In deze zaak gaat het om een hoger beroep van de Minister van Landbouw, Natuur en Voedselkwaliteit tegen een uitspraak van de rechtbank Zwolle-Lelystad. De rechtbank had op 26 juli 2005 het bezwaar van de wederpartij tegen een besluit van de minister gegrond verklaard en dat besluit vernietigd. Het oorspronkelijke besluit, genomen op 22 december 2003, verleende ontheffing op basis van artikel 75 van de Flora- en faunawet voor het vangen en verstoren van verschillende beschermde diersoorten, waaronder de Bruine Kikker en de Gewone pad, op een specifiek perceel in de gemeente Steenwijk.

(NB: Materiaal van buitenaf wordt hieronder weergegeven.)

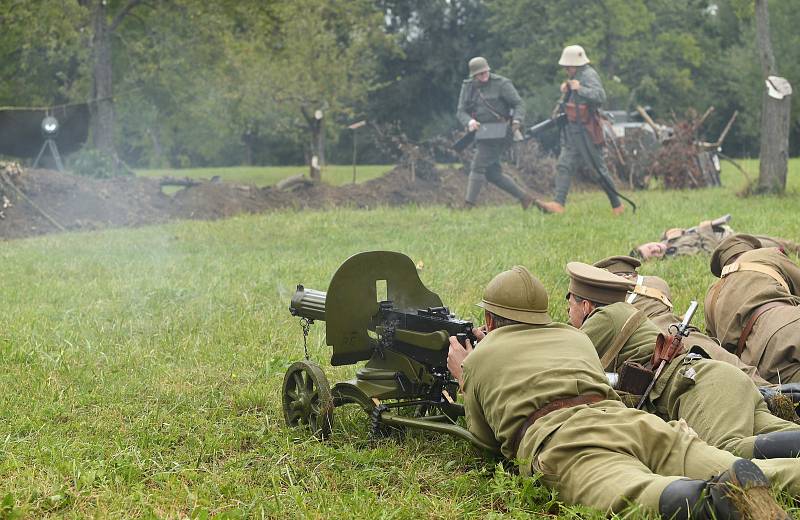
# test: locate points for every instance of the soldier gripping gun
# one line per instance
(666, 351)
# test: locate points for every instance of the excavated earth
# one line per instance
(29, 197)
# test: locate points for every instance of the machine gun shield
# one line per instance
(352, 300)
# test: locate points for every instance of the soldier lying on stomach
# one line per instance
(535, 389)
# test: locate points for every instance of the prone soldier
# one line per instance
(554, 410)
(652, 296)
(490, 107)
(754, 309)
(716, 399)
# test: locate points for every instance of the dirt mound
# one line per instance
(34, 202)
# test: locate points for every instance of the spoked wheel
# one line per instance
(307, 398)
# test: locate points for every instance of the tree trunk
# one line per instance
(101, 102)
(774, 153)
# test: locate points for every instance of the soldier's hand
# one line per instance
(455, 358)
(480, 332)
(515, 131)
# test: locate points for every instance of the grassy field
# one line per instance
(269, 175)
(140, 369)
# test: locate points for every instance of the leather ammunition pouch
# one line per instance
(634, 378)
(588, 117)
(489, 131)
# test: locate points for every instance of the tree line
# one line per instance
(183, 83)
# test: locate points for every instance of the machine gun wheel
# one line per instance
(307, 398)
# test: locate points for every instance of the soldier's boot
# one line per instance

De minister had het bezwaar van de wederpartij tegen dit besluit op 18 november 2004 niet-ontvankelijk verklaard, wat leidde tot de rechtszaak. De rechtbank oordeelde echter dat de minister ten onrechte had geoordeeld dat de wederpartij geen belang had bij het beroep, omdat de ontheffing inmiddels was verlopen en er geen gebruik van was gemaakt. De minister ging in hoger beroep, waarbij hij zijn gronden aanvulde in brieven die bij de Raad van State waren ingediend.
Tijdens de zitting op 4 mei 2006 werd de zaak behandeld, waarbij de minister werd vertegenwoordigd door mr. B.T. Goerdat en de wederpartij door mr. S. Maakal. De Afdeling bestuursrechtspraak van de Raad van State oordeelde dat de rechtbank inderdaad had miskend dat de wederpartij geen belang had bij het beroep, aangezien de ontheffing was verlopen en er geen gebruik van was gemaakt. Het hoger beroep werd gegrond verklaard, de uitspraak van de rechtbank werd vernietigd en het beroep van de wederpartij werd alsnog niet-ontvankelijk verklaard. Er werd geen proceskostenveroordeling opgelegd.